Das OLG hat entschieden, dass der Ehemann das Vorliegen einer Notwehrsituation nicht hat beweisen können. Das OLG hat auch eine Verwirkung wegen des Zeitabstandes von mehr als 3 Jahren zwischen Verletzungshandlung und Geltendmachung des Schmerzensgeldanspruchs nicht bestätigt. Verwirkung setzt voraus, dass man sich wegen Untätigkeit des Anderen bei objektiver Betrachtung darauf einrichten durfte und auch eingerichtet hat, nicht mehr in Anspruch genommen zu werden. Allein das erneute Zusammenleben stellt keinen Verzicht auf bereits entstandene Schmerzensgeldansprüche dar, auch kann der Versöhnungsversuch für sich genommen nicht dazu führen, dass der Ehemann dauerhaft davon ausgehen konnte und durfte, dass die Ehefrau ihre Schmerzensgeldansprüche nicht weiterverfolgt. Nicht umsonst hat der Gesetzgeber in § 207 BGB eine Hemmung der Verjährung von Ansprüchen zwischen Eheleuten gesetzlich normiert. Eine Verwirkung ist zwar während der Verjährungshemmung nicht grundsätzlich ausgeschlossen, die Norm wäre jedoch sinnentleert, wenn schon bei Vorliegen eines Versöhnungsversuchs Verwirkung einträte. Durch die Verjährungshemmung soll der Familienfrieden geschützt werden. Würde jetzt die Ehefrau aufgrund einer Gefahr der Verwirkung gehalten sein, ihre Ansprüche geltend zu machen, würde dieser Rechtsgedanke unterlaufen werden. Es bedürfe weiterer, aus dem Verhalten der Ehefrau abgeleitete Umstände, um beim Ehemann ein schutzwürdiges Vertrauen auszulösen. Der reine Zeitablauf seit der Versöhnung reicht hierfür nicht.

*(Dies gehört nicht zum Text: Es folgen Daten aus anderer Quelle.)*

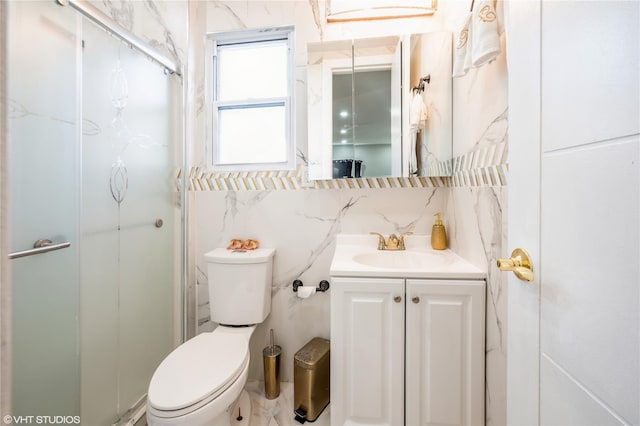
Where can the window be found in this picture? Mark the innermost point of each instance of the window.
(252, 99)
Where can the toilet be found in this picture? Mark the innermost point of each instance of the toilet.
(201, 382)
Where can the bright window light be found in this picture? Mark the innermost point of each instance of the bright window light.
(252, 100)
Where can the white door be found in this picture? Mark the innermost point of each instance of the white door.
(445, 352)
(574, 154)
(367, 351)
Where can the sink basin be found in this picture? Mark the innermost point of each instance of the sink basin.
(397, 259)
(357, 255)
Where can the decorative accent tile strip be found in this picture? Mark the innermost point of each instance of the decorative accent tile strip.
(202, 179)
(484, 167)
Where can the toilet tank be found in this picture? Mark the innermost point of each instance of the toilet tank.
(239, 285)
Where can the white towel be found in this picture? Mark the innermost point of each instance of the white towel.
(485, 35)
(417, 112)
(461, 54)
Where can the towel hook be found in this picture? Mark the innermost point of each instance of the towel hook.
(420, 87)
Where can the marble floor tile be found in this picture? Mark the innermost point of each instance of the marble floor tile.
(279, 411)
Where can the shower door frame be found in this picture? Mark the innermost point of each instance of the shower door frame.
(112, 27)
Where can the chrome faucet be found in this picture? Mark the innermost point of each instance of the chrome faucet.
(392, 243)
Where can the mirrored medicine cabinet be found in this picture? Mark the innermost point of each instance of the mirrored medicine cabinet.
(380, 106)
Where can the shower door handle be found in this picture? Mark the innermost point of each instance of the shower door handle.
(40, 246)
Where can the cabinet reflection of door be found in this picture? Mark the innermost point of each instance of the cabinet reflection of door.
(440, 322)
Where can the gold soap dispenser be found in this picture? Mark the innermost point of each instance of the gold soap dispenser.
(438, 234)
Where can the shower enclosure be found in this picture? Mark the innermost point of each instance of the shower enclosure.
(95, 141)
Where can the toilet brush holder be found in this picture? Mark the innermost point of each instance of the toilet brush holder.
(271, 364)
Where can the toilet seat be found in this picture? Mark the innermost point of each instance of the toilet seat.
(198, 371)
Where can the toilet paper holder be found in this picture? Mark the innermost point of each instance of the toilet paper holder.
(322, 287)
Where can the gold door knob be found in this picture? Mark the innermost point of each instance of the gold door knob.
(519, 263)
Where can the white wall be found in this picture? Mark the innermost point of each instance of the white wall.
(302, 224)
(590, 213)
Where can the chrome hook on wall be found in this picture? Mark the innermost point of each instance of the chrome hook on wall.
(322, 286)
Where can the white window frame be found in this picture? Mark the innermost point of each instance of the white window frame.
(284, 33)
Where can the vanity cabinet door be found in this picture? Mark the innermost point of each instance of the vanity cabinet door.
(445, 352)
(367, 351)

Das OLG hat dann noch die Schmerzensgeldhöhe reduziert (unterhalb der für Nasenbeinfrakturen üblichen Schmerzensgeldbeträge), dies im Hinblick auch darauf, dass der sogenannte Genugtuungsgedanke aufgrund des Zeitablaufs nicht mehr so stark wirkt, wie wenn der Anspruch zeitnah geltend gemacht worden wäre.

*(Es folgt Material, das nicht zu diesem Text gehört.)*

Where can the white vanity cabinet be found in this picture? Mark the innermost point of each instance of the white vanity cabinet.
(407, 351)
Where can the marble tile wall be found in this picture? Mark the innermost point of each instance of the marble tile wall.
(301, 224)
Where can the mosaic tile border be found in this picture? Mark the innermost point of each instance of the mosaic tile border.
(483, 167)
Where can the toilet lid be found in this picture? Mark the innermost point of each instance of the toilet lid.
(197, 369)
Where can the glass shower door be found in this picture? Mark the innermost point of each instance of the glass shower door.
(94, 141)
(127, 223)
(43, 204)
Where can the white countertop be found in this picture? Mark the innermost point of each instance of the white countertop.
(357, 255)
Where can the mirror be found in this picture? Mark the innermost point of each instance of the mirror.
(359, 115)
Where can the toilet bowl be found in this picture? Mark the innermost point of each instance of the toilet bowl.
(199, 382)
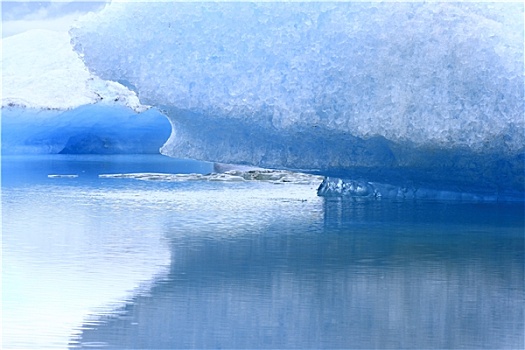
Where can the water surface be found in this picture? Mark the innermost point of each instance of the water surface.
(122, 263)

Die Kürzung des Schmerzensgeldanspruchs durch das OLG erscheint fragwürdig, da ja hierüber wiederum dem Geschädigten letztendlich auferlegt wird – auch und insbesondere während der Verjährungshemmung bei einer Ehe und bei Versöhnungsversuchen – derartige Schmerzensgeldansprüche zeitnah weiterzuverfolgen. Dies widerspricht auch dem Rechtsgedanken des BGB, wonach gerade im ersten Trennungsjahr Eheleuten Versöhnungsversuche ermöglicht werden sollen. Wenn dann aber parallel gerichtliche Verfahren wegen Schmerzensgeld geführt werden, um nicht eine Kürzung des Schmerzensgeldes befürchten zu müssen, erscheint dies kontraproduktiv. Richtigerweise hat das OLG eine Verwirkung des Schmerzensgeldanspruches abgelehnt, aber nach diesseitiger Auffassung durch die Kürzung des Schmerzensgeldes seine vorherige Linie verlassen. Ob andere Gerichte in diesen Fällen eine Kürzung des Schmerzensgeldes vornehmen, bleibt abzuwarten, nach diesseitiger Auffassung ist eine solche Kürzung nicht gerechtfertigt.